Swan is the first of only a few parties with standing to represent police services in this week’s hearings in Calgary.
Swan said the SACP, which represents 12 municipal police forces, has been taking note of issues arising within the inquiry.
“Contact with the family is a critical part of the investigative process. I would love to stand before you today and say we get it right all the time,” she said.
“But, as you’ve heard, as often as we get it right or think we get it right, we’re being told that we missed the mark. Police need to work harder at ensuring there is an open relationship and communication between the parties.”
Charlene Belleau of the Esketemc First Nation in British Columbia represents the First Nations Health Council.

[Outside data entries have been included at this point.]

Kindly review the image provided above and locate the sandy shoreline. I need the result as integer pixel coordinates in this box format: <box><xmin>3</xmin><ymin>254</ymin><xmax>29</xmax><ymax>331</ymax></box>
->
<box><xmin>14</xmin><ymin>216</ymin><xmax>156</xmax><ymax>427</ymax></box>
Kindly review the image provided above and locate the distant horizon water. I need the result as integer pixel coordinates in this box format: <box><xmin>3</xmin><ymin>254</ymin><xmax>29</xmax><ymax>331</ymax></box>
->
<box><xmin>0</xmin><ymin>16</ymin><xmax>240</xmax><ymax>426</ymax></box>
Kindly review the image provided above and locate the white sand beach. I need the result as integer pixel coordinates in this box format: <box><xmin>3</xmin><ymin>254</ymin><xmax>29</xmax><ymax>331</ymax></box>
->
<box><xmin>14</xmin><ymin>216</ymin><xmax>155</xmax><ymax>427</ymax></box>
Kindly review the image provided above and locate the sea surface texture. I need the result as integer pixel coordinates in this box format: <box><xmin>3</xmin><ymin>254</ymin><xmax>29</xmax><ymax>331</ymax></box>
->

She shared stories of missing and murdered women from her community and how cultural protocols are used as an alternative to the RCMP or justice system.
“The victims of violence feel they lose their voice in the criminal justice system,” she said.
“We wanted to be able to give them a voice through these protocols.”
The traditional and ceremonial approach seems to be more effective, Belleau added.
“When we have our healing circles they do acknowledge the behaviour, and they do acknowledge having perpetrated those crimes.”
It also works faster.
“We feel a responsibility that we can help these families that we don’t have to wait for the RCMP or police services or search and rescue,” Belleau said.
“We can do things on our own and we should be doing what we can for these families.”
Swan said while there are things police services need to work on, in Saskatchewan the SACP has been improving.
“Police are involved in initiatives designed to address the root causes of vulnerability and marginalization of indigenous women and girls,” she said.
“(They’re) becoming more involved in restorative justice efforts and are working collaboratively with community partners.”